Cuando salimos de la pura lógica, de la necesidad de control y de la ceguera del ego, se nos abre la visión, se nos regala Vida abundante: “Les volcarán sobre el regazo una buena medida, apretada, sacudida y desbordante” (Lc 6, 38).

 

Cuando nos abrimos al Espíritu y confiamos, la vida nos recompensa con una abundancia que nos supera por completo. Es la “gracia sobreabundante de Dios”, que aparece varias veces en San Pablo (Rom 5, 20; 2 Cor 9, 14).

 

Soy testigo de todo esto y solo puedo agradecer, con suspiros y lágrimas.

 

¡Atrevámonos a tirar las redes por la derecha!

 

Es el camino hacia la plenitud del amor.

Es un proceso – individual y comunitario –, como podemos ver en el dialogo entre Jesús y Pedro.

 

Juan construye este hermoso dialogo para mostrarnos este proceso de crecimiento en la confianza y en el amor.

 

Jesús quiere llevar a Pedro al amor más alto.
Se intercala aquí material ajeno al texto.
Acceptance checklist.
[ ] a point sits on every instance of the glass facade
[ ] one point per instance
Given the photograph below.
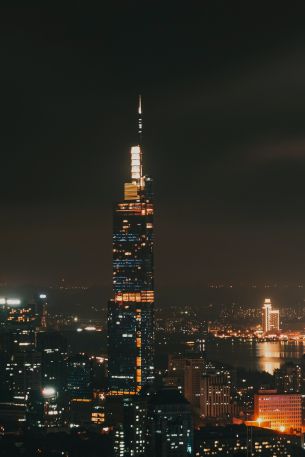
(130, 312)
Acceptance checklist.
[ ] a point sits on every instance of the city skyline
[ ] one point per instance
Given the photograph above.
(233, 169)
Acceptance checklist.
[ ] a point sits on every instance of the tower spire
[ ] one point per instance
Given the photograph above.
(140, 120)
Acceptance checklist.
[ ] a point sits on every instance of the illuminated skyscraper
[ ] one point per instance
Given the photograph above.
(270, 317)
(130, 312)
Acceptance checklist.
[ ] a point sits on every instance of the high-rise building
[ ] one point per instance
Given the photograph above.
(215, 397)
(169, 423)
(79, 377)
(270, 317)
(282, 412)
(288, 378)
(130, 312)
(54, 353)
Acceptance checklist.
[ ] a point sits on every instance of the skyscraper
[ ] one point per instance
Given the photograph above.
(130, 312)
(270, 317)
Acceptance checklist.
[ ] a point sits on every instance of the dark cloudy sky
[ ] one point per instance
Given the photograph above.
(223, 85)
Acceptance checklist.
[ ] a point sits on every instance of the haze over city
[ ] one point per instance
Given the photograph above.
(223, 97)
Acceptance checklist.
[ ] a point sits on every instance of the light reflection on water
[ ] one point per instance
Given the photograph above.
(265, 356)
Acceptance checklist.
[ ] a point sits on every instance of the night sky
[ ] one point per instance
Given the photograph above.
(223, 86)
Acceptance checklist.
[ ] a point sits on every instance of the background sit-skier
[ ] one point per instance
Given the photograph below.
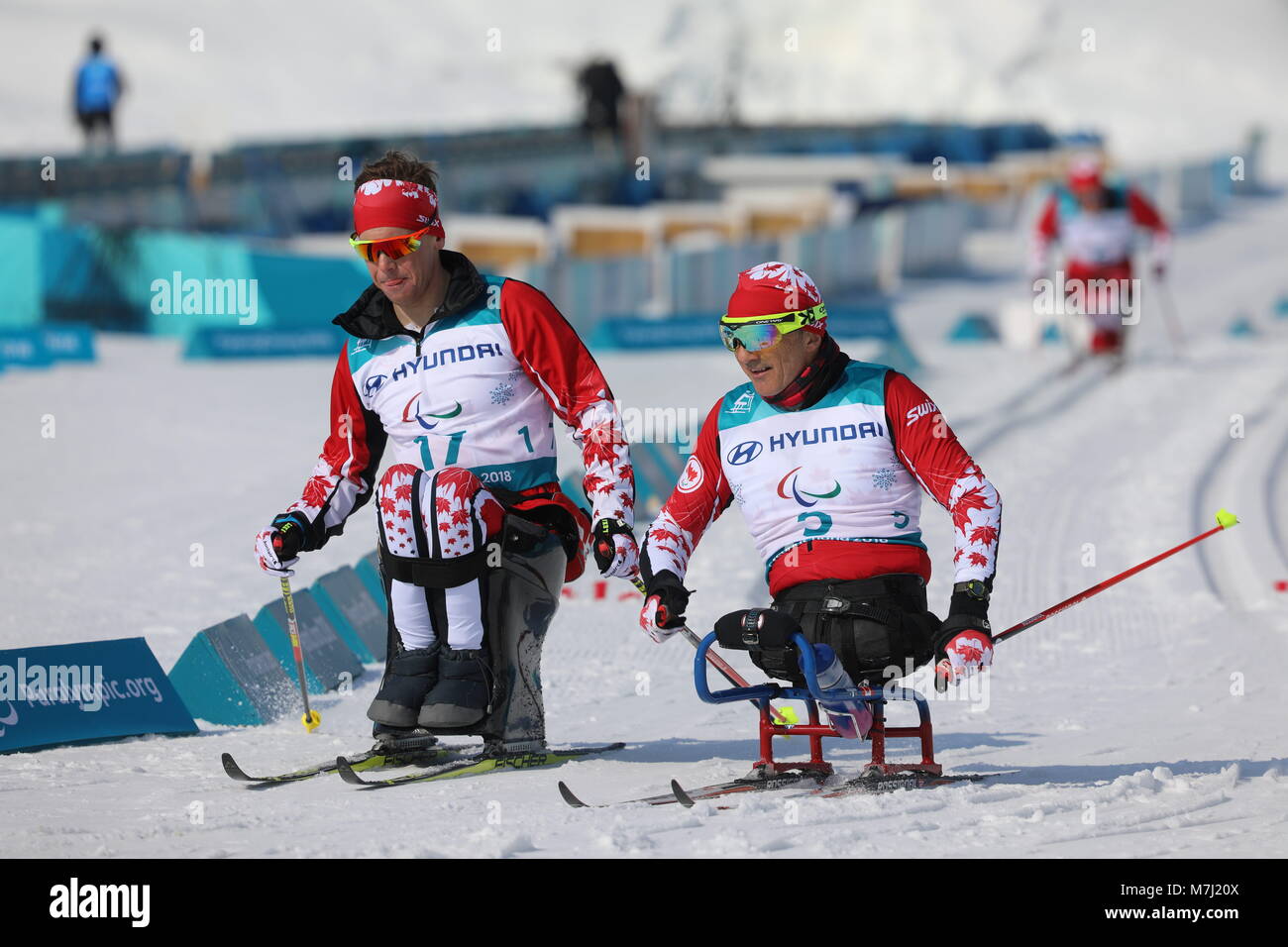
(458, 376)
(827, 458)
(1095, 222)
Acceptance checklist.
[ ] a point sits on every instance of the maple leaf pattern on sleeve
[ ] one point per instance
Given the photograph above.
(696, 502)
(343, 476)
(934, 455)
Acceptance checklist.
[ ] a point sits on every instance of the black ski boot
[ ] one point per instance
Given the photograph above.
(463, 693)
(408, 677)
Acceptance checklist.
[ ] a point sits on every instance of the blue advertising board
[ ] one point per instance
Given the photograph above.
(71, 693)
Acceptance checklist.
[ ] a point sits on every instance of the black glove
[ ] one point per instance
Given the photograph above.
(673, 598)
(965, 613)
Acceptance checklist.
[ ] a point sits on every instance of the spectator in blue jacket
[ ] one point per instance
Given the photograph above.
(98, 89)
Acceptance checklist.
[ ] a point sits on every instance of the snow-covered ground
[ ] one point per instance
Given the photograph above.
(1162, 86)
(1146, 722)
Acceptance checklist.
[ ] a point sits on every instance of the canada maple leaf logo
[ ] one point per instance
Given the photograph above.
(316, 491)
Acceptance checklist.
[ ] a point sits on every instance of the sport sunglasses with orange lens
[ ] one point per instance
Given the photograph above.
(393, 248)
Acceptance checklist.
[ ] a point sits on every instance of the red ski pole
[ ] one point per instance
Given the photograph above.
(1224, 518)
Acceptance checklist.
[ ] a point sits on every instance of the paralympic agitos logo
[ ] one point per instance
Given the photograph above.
(789, 482)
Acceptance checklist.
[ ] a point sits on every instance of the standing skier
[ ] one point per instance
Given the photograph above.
(827, 458)
(1095, 222)
(458, 376)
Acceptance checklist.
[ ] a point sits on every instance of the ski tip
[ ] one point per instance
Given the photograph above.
(347, 774)
(568, 796)
(681, 795)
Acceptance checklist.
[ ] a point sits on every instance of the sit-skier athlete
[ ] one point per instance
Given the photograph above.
(827, 458)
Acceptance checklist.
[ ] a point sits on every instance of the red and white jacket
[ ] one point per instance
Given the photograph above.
(832, 491)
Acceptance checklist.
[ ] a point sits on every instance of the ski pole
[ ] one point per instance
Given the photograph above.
(784, 716)
(1224, 518)
(310, 718)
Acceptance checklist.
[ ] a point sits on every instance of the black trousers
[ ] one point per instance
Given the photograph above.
(880, 628)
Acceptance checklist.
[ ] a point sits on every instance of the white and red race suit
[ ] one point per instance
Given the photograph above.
(832, 491)
(478, 388)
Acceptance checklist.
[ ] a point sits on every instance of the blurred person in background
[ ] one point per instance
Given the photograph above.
(97, 90)
(1095, 222)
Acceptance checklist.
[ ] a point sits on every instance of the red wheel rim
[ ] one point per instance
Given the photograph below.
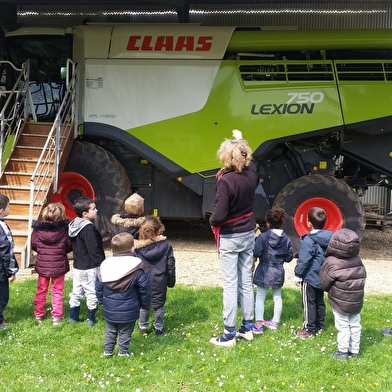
(72, 185)
(334, 215)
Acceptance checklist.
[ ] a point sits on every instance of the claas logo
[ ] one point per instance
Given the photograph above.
(169, 43)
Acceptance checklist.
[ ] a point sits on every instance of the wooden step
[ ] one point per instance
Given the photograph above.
(16, 179)
(21, 165)
(32, 140)
(27, 153)
(37, 128)
(21, 194)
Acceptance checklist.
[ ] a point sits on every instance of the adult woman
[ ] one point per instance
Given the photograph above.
(233, 224)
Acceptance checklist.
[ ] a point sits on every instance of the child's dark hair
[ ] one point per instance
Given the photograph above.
(151, 228)
(275, 217)
(82, 204)
(122, 242)
(4, 201)
(317, 217)
(54, 212)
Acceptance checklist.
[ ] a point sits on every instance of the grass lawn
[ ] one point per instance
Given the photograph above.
(68, 357)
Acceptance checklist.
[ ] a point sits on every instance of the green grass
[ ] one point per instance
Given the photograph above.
(43, 357)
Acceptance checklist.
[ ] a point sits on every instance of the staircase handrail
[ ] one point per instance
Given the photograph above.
(47, 168)
(16, 109)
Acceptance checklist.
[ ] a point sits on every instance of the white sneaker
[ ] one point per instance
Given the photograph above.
(248, 335)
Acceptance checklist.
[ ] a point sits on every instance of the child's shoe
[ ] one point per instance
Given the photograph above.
(56, 321)
(387, 331)
(245, 332)
(227, 339)
(257, 330)
(270, 324)
(340, 355)
(304, 334)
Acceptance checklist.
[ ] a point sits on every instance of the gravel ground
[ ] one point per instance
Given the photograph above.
(197, 262)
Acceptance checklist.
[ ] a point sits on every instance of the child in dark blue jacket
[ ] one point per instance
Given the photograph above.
(311, 256)
(123, 287)
(273, 248)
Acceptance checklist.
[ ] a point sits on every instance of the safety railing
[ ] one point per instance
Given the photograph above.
(16, 106)
(46, 171)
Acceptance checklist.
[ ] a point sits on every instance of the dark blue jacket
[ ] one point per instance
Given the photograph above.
(235, 195)
(87, 245)
(123, 287)
(8, 264)
(311, 256)
(159, 259)
(272, 250)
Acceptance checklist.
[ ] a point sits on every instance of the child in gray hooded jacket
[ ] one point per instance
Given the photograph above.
(343, 276)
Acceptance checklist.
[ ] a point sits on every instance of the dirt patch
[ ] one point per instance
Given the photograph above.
(198, 264)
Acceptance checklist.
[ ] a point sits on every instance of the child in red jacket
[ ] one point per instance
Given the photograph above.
(51, 242)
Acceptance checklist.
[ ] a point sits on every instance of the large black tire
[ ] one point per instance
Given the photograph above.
(106, 176)
(342, 205)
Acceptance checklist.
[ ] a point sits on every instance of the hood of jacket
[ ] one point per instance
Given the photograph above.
(117, 266)
(343, 244)
(77, 225)
(321, 237)
(152, 253)
(127, 220)
(277, 241)
(50, 233)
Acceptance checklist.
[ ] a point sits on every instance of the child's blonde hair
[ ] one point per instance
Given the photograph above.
(134, 205)
(151, 228)
(235, 154)
(122, 242)
(54, 212)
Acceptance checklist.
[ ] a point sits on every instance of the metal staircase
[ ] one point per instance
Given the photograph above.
(33, 155)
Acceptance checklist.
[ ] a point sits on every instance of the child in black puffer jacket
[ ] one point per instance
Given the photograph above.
(157, 255)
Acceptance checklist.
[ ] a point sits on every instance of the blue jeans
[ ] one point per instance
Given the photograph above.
(349, 331)
(158, 318)
(122, 332)
(83, 283)
(236, 258)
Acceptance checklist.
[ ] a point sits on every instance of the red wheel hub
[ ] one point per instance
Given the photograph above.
(72, 185)
(334, 215)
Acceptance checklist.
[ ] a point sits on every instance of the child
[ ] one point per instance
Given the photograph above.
(8, 264)
(343, 276)
(51, 242)
(157, 254)
(273, 249)
(310, 258)
(88, 255)
(123, 288)
(132, 219)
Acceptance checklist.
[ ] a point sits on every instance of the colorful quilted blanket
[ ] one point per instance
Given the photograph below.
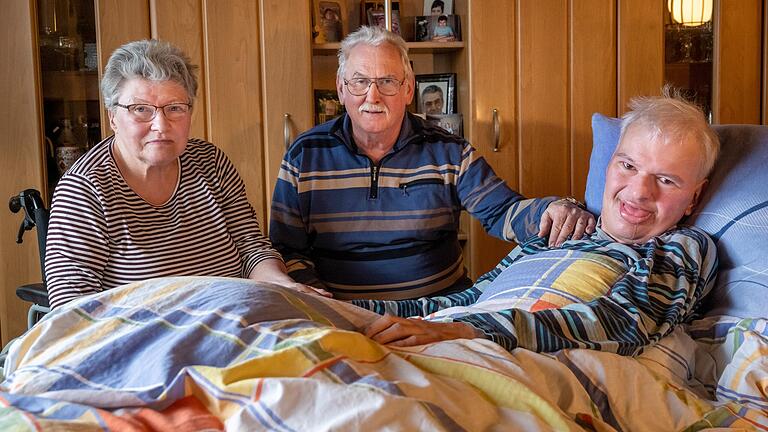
(228, 354)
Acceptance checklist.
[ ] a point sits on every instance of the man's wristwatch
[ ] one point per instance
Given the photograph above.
(575, 202)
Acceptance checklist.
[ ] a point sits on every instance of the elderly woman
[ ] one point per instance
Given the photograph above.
(148, 201)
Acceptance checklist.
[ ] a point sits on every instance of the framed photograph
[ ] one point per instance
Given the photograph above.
(451, 123)
(438, 7)
(330, 20)
(378, 18)
(436, 93)
(443, 28)
(327, 106)
(376, 6)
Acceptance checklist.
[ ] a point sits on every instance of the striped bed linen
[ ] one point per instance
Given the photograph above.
(231, 354)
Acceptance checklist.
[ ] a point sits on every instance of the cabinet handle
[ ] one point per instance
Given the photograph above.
(387, 16)
(287, 129)
(496, 129)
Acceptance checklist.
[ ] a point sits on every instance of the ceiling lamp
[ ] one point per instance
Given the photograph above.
(690, 13)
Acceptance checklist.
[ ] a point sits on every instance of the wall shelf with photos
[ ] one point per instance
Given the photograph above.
(331, 48)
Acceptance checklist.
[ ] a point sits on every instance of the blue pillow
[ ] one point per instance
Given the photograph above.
(605, 132)
(733, 210)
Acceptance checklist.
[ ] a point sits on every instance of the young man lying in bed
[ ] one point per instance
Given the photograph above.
(619, 289)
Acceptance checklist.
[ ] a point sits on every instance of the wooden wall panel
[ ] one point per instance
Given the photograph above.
(641, 49)
(494, 42)
(286, 79)
(21, 148)
(593, 78)
(181, 23)
(233, 93)
(738, 62)
(543, 98)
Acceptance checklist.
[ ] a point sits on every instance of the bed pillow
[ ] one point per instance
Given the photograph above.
(733, 210)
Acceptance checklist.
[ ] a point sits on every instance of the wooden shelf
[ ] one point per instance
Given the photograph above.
(413, 47)
(71, 85)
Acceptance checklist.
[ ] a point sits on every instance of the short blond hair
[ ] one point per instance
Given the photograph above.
(675, 118)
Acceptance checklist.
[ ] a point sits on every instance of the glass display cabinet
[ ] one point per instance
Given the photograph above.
(69, 76)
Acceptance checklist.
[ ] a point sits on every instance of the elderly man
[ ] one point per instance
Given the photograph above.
(368, 205)
(621, 288)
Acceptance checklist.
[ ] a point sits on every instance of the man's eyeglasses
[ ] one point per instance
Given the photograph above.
(386, 86)
(146, 112)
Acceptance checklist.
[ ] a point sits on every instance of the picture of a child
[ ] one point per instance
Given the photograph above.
(443, 32)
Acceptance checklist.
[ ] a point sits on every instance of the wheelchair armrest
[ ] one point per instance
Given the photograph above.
(33, 293)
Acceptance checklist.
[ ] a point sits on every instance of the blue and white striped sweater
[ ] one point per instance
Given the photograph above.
(388, 230)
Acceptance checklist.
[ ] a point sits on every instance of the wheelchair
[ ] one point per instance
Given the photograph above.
(35, 216)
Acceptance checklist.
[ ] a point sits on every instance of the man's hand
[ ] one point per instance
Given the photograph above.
(562, 219)
(308, 289)
(396, 331)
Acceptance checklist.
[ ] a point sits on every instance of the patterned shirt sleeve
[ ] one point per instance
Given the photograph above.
(657, 293)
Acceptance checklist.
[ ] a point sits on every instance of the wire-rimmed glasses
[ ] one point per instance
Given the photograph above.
(146, 112)
(386, 86)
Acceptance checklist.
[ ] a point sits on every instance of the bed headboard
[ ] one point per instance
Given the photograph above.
(733, 210)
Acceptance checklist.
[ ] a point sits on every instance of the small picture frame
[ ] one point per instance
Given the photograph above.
(378, 18)
(451, 123)
(438, 7)
(330, 21)
(375, 5)
(436, 93)
(327, 106)
(442, 28)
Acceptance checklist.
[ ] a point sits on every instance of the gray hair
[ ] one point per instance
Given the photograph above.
(373, 36)
(151, 60)
(676, 119)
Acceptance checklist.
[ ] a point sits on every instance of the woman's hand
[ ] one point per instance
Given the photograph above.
(273, 271)
(396, 331)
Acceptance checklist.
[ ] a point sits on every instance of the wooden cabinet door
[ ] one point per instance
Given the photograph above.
(544, 67)
(287, 79)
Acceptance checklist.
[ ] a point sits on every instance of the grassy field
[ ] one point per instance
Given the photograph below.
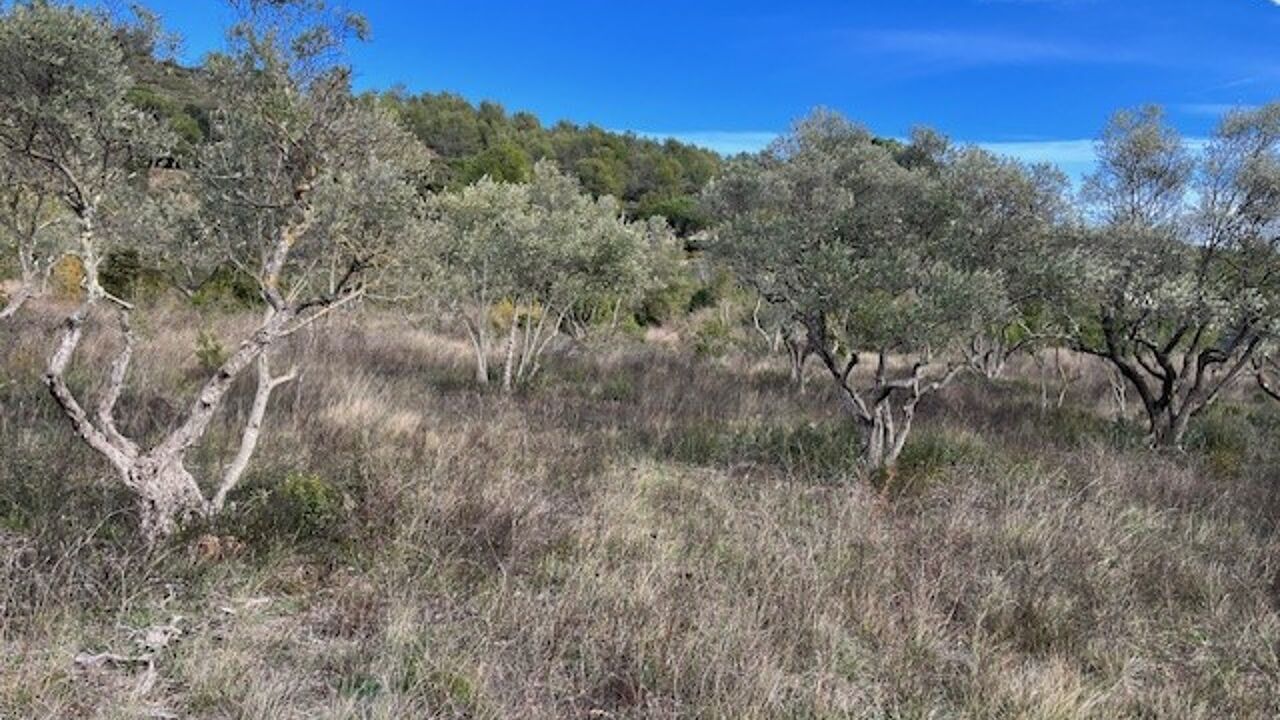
(643, 533)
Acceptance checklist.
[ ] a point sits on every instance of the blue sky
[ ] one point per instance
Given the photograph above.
(1034, 78)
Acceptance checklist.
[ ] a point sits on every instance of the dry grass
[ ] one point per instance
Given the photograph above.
(643, 534)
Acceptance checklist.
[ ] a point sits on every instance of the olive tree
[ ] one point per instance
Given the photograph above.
(67, 131)
(304, 187)
(1004, 217)
(31, 222)
(521, 258)
(1179, 277)
(831, 226)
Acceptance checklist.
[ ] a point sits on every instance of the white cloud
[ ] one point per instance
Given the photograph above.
(1214, 109)
(1077, 158)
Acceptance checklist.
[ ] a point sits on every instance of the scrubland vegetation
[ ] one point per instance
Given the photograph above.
(323, 405)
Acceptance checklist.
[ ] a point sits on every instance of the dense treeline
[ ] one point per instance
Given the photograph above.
(475, 141)
(897, 265)
(471, 141)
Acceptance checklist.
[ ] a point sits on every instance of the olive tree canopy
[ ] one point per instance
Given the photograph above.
(522, 258)
(1179, 282)
(302, 186)
(849, 238)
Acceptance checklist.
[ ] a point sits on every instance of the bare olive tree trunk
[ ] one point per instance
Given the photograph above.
(799, 350)
(168, 493)
(1178, 378)
(526, 342)
(479, 336)
(886, 408)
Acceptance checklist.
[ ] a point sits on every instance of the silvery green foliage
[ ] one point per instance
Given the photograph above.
(296, 156)
(540, 249)
(851, 238)
(831, 226)
(1006, 217)
(65, 126)
(1178, 283)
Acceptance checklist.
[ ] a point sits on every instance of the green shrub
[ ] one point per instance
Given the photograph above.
(210, 351)
(227, 288)
(304, 507)
(1224, 434)
(713, 338)
(931, 451)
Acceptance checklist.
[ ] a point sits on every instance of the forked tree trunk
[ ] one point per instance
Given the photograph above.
(479, 347)
(168, 495)
(1176, 381)
(508, 367)
(798, 355)
(18, 299)
(887, 408)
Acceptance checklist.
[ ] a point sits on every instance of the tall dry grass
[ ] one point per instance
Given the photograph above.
(641, 534)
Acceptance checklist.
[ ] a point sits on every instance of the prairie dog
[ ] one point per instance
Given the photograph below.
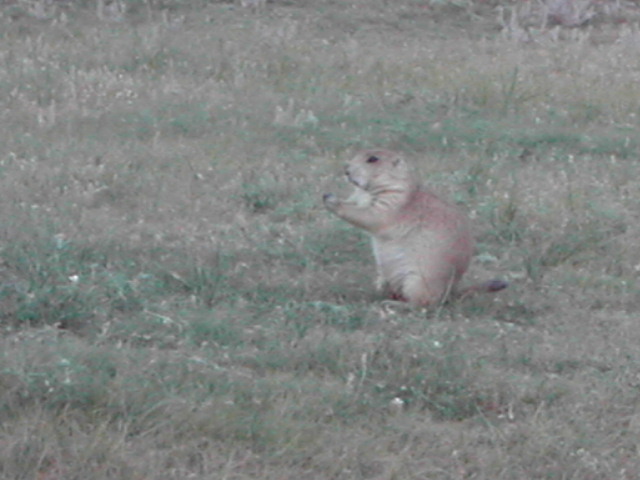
(422, 245)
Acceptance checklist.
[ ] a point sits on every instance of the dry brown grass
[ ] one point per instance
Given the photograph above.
(175, 303)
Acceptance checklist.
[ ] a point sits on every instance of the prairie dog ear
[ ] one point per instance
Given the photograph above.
(398, 161)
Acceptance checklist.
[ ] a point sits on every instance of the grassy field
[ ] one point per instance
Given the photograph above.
(175, 303)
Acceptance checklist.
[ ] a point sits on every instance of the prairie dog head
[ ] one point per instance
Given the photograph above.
(379, 170)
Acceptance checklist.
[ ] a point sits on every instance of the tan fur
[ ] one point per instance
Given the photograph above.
(422, 244)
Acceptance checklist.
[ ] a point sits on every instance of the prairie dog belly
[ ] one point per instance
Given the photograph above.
(395, 263)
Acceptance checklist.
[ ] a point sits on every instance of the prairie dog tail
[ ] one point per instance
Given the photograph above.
(489, 286)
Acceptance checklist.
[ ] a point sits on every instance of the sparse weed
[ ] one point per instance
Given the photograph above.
(175, 303)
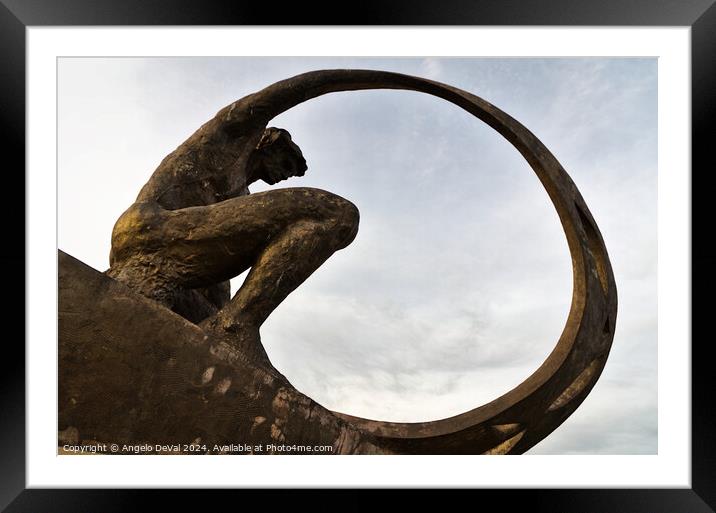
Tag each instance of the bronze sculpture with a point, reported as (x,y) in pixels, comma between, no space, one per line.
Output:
(193,227)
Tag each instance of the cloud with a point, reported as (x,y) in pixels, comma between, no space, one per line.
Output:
(459,282)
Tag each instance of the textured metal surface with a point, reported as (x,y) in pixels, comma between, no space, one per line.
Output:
(510,424)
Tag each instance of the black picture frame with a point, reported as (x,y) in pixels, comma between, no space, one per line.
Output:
(699,15)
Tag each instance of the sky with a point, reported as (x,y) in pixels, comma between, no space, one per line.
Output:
(458,284)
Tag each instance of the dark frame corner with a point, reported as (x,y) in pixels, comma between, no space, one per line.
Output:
(700,15)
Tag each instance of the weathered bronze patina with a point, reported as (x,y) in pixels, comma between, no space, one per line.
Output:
(155,351)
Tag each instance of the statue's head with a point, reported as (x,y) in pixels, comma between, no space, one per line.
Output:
(277,157)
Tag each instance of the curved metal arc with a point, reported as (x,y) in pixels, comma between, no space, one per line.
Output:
(592,301)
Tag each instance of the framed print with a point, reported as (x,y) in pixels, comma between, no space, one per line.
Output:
(105,104)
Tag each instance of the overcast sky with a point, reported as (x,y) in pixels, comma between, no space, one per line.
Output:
(458,284)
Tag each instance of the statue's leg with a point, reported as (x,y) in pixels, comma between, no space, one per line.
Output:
(283,235)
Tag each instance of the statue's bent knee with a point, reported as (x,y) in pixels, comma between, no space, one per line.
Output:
(344,215)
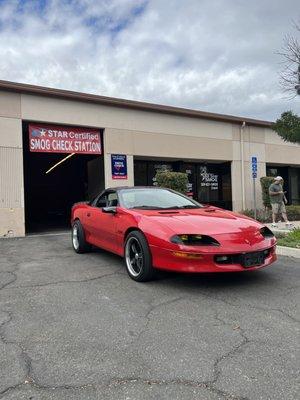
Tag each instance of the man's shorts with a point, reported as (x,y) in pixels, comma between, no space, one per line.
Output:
(278,208)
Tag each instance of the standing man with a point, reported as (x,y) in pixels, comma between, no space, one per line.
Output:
(278,201)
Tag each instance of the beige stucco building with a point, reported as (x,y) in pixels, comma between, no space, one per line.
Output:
(215,150)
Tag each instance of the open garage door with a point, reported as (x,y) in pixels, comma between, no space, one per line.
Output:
(54,181)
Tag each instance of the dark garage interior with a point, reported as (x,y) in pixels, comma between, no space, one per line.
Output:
(49,197)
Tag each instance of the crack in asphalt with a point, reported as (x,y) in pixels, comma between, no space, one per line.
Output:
(14,275)
(209,385)
(118,381)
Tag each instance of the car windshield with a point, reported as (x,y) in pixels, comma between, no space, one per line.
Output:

El Espíritu quiere llevarnos, obviamente, por el mismo camino… ¡pero tiene que vencer nuestras resistencias!

 

En el fondo, le tenemos miedo al amor y le tenemos miedo a la plenitud.

 

El amor es pura desposesión y entrega, pura confianza y libertad.

Las alturas de todo tipo – también la del amor – nos dan vértigos.

 

El primer paso es la escucha: “Simón, hijo de Juan, ¿me amas?”.

Como afirma el teólogo Paul Tillich (1886-1965): “el primer deber del amor es saber escuchar.” La escucha es apertura, disponibilidad. La verdadera escucha nos hace dar cuenta de cuanto somos amados y de nuestro potencial de respuesta.

La escucha nos hace conscientes de que “nosotros amamos porque Dios nos amó primero” (1 Juan 4, 19).

 

Escucharme es escuchar al Espíritu.

Escucharme me abre al Espíritu.

Escucharme me pone en marcha.

Escucharme me abrirá a la experiencia de la abundancia y a la plenitud del amor.